Hacker News new | ask | show | jobs
by smiley1437 2862 days ago
> The latest EU diesel standards for passenger cars are actually on par with the gasoline standards. Don't know what the standards are for heavy trucks though.

Can we trust any of the big automotive manufacturers to actually meet those standards without cheating?

Look at how widespread the issue is [Dieselgate](https://www.cleanenergywire.org/factsheets/dieselgate-timeli...)

1 comments

Yes, because of Dieselgate. There is much more scrutiny now and the costs were high.
Not sure if they learned though

https://www.forbes.com/sites/davekeating/2018/07/26/carmaker...

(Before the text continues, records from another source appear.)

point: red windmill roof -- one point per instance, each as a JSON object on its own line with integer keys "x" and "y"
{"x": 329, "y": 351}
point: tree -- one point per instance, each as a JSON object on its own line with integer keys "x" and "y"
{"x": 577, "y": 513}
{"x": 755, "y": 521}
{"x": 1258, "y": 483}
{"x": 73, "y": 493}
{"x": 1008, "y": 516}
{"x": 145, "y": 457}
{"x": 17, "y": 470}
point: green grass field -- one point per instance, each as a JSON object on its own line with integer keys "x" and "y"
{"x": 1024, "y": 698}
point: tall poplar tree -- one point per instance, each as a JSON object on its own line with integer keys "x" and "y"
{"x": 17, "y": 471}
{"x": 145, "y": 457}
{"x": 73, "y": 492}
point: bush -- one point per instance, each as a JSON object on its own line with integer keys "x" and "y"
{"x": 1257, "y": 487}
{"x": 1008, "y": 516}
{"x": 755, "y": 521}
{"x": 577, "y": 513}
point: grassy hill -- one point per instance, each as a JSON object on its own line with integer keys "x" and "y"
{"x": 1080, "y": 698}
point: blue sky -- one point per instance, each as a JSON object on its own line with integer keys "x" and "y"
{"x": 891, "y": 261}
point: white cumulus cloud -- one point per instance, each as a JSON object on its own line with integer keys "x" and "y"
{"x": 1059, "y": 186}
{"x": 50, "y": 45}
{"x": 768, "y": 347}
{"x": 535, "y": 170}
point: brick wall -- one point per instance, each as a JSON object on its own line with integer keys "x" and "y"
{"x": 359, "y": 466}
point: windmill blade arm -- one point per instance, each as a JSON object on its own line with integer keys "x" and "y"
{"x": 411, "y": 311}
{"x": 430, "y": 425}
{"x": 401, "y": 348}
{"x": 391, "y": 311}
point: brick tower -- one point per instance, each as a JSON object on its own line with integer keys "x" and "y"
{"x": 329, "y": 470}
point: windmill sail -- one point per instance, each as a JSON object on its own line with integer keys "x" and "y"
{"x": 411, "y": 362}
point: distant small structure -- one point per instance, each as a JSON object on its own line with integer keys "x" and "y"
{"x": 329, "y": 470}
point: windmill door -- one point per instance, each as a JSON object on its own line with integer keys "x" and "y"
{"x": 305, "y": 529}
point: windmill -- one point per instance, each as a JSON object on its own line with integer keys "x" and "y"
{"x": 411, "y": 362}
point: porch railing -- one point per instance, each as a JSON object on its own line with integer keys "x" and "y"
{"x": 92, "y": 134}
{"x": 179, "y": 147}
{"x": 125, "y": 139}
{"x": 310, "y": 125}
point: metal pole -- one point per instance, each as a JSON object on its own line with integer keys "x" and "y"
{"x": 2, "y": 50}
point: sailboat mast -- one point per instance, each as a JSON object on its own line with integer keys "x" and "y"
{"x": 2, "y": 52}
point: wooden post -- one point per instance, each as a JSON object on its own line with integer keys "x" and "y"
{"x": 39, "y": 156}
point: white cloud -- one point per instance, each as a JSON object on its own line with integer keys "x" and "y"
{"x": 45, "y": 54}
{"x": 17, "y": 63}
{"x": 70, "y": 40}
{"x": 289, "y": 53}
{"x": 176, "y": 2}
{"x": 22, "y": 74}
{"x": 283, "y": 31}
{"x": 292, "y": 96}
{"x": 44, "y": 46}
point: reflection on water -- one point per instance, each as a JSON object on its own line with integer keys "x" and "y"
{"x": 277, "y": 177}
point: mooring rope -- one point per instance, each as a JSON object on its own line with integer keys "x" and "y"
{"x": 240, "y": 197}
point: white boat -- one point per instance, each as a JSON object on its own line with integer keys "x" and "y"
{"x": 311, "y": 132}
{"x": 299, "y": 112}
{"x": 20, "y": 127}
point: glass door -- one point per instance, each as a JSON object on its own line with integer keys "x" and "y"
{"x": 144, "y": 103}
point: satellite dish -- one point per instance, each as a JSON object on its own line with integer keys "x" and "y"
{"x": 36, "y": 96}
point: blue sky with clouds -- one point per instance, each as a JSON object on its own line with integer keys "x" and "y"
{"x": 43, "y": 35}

> The automotive industry says it has cleaned up its act. But this week the European Union’s executive branch, the European Commission, revealed it has discovered a whole new form of cheating – this time on CO2 emission tests. The 2016 scandal concerned air pollution tests on diesel vehicles, where automakers were using so-called ‘defeat devices’ during tests to make the cars seem like they were emitting less pollution. Now, the carmakers are accused of doing the opposite – artificially inflating the level of carbon emissions produced by new cars coming onto the market now. Why would automakers want their cars to look more emissions-intensive than they are? Because a new EU law will require automakers to reduce their fleet average CO2 emissions by 15% by 2025 and 30% by 2030 – based on 2021 levels.

They've gamed the tests quite a bit over the years. Yet so far, even after all the scrutiny, VW is the only one that was actually caught cheating. VW is probably enjoying the muddy message everywhere that "everyone does it" but so far only VW has actually been found to be cheating.